Pages: pp. 104
Abstract—Is it possible to use computers to "read" the mind or simulate the brain? Here the author considers current research and possible scenarios.
Keywords—Neuroscience, auditory cortex, encoding speech, scientific computing
LAST YEAR, THE WEBSITE OF BRITAIN'S DAILY MAIL NEWSPAPER BECAME THE WORLD'S MOST-VISITED ENGLISH-LANGUAGE NEWS SOURCE. ALTHOUGH THE MAIL'S WEBSITE OWES ITS POPULARITY TO A MENU RICH IN CELEBRITIES, CRIME, AND ROYALS, IT OFFERS READERS SOMETHING THAT
my stuffier hometown newspaper, The Washington Post, lacks: a top-level section devoted to science.
Granted, the Mail's science coverage tends toward the sensational, but it does encompass superluminal neutrinos, the Higgs boson, and other weighty topics. The story that led the science section on 1 February 2012 was both sensational and important, as you can tell from the headline:
Mind-boggling! Science creates computer that can decode your thoughts and put them into words.
The story's origin lies in an article published in PLoS Biology by Brian Pasley of the University of California, Berkeley, and his collaborators. 1 Fifteen patients who suffered either epilepsy or brain cancer agreed to let Pasley's team attach an array of electrodes to their brains while their skulls were opened for surgery. The electrodes recorded signals from neurons located in a part of the brain, the auditory cortex, that interprets spoken language.
Before the patients underwent surgery, they listened to single words and whole sentences. Pasley and his collaborators correlated the electrical recordings with the words' acoustic spectra. A machine-learning algorithm then derived a mapping that could reproduce an acoustic spectrum from a neural recording.
Predicting what someone hears based on his or her brain activity is impressive, but it hardly qualifies as mind reading. However, it turns out that the auditory cortex is also responsible for encoding speech. When Pasley's team asked each patient to think of words without uttering them, the algorithm accurately predicted what those unspoken words were. In that sense, the algorithm really did read the patients' minds.
Pasley's algorithm occupies one front in a broad campaign to understand how the human brain works. On another front, biophysicists are developing ways to map the topography of the brain's interconnected neurons. Given that the human brain contains on the order of 10 11 neurons, each of which is connected to up to 1,000 other neurons, assembling a complete neuronal map could turn out to be infeasible—and perhaps unnecessary.

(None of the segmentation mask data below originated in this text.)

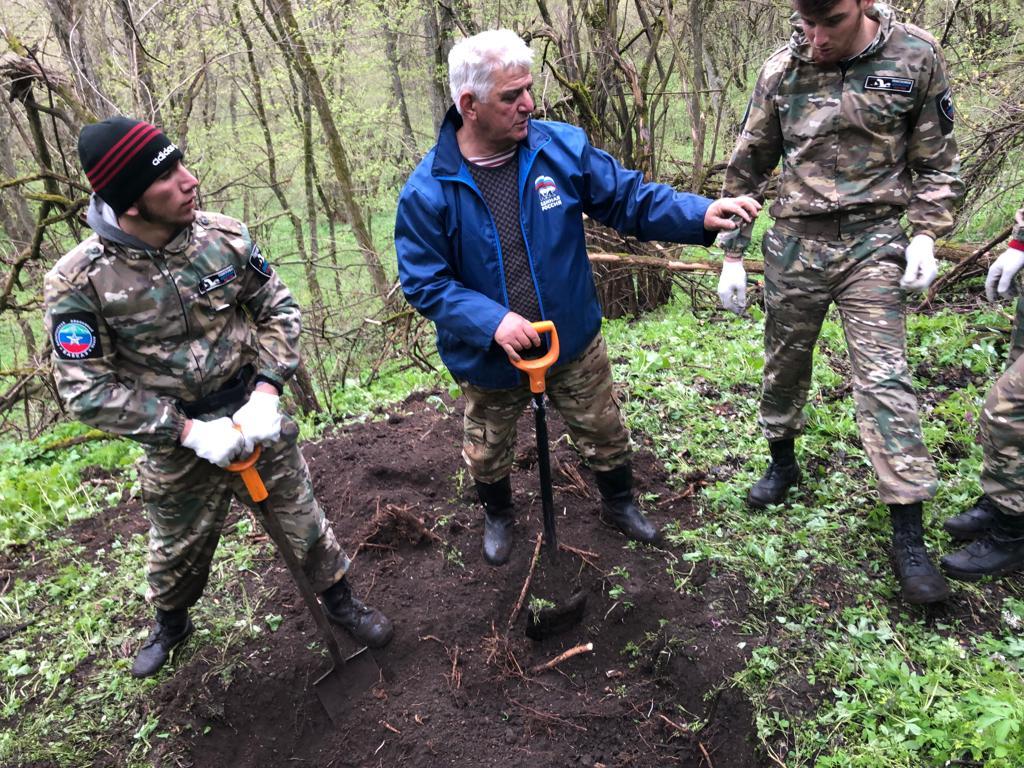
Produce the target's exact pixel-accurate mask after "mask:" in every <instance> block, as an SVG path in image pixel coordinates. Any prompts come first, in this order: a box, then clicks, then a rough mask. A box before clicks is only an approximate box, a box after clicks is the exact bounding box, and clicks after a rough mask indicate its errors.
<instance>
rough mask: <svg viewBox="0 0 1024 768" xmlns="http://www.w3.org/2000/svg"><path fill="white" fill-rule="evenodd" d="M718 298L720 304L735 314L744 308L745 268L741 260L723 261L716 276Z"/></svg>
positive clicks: (745, 304) (744, 301)
mask: <svg viewBox="0 0 1024 768" xmlns="http://www.w3.org/2000/svg"><path fill="white" fill-rule="evenodd" d="M718 298H719V299H720V300H721V301H722V306H724V307H725V308H726V309H728V310H729V311H731V312H735V313H736V314H742V313H743V310H744V309H746V270H745V269H743V262H742V261H723V262H722V273H721V274H720V275H719V278H718Z"/></svg>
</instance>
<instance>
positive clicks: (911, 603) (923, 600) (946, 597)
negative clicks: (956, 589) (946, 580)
mask: <svg viewBox="0 0 1024 768" xmlns="http://www.w3.org/2000/svg"><path fill="white" fill-rule="evenodd" d="M949 595H950V592H949V588H948V587H947V588H946V591H945V592H944V593H942V594H941V595H938V596H936V597H929V598H924V597H916V596H910V595H907V594H904V593H903V592H902V591H900V596H901V597H902V598H903V602H905V603H909V604H910V605H932V604H934V603H941V602H945V601H946V600H948V599H949Z"/></svg>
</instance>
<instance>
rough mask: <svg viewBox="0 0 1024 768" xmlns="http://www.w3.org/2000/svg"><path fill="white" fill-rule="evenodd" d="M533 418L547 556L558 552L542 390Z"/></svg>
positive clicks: (555, 553)
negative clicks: (540, 488) (540, 487)
mask: <svg viewBox="0 0 1024 768" xmlns="http://www.w3.org/2000/svg"><path fill="white" fill-rule="evenodd" d="M534 418H535V420H536V423H537V464H538V467H539V469H540V472H541V505H542V507H543V508H544V544H545V547H546V549H547V551H548V556H549V557H551V558H552V559H554V557H555V554H556V553H557V552H558V536H557V535H556V534H555V502H554V499H553V498H552V493H551V454H550V453H549V451H548V420H547V412H546V409H545V408H544V392H538V393H536V394H535V395H534Z"/></svg>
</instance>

A detailed map of a single, characteristic neighborhood of the brain might yield enough information to identify the physical features that underlie thought and memory. But knowledge of those features alone might fall short of demonstrating that someone understands the brain. If that turns out to be the case, then a convincing demonstration might entail building a simulated brain.
The anatomy and physiology of such a brain wouldn't necessarily resemble those of our own. Indeed, the first prototype could turn out to consist of a building-sized stack of optical tables where pulsed beams of light—the information-carrying signals—bounce off mirrors and pass through prisms. Provided that the simulated brain's topology and interconnections are described using the same mathematical equations that apply to a human brain, such a demonstration would be valid.
And if that fantasy becomes a reality, simulation would have attained a new and higher status in science. Rather than providing a way to calculate a theory's validation, the simulation would be the validation.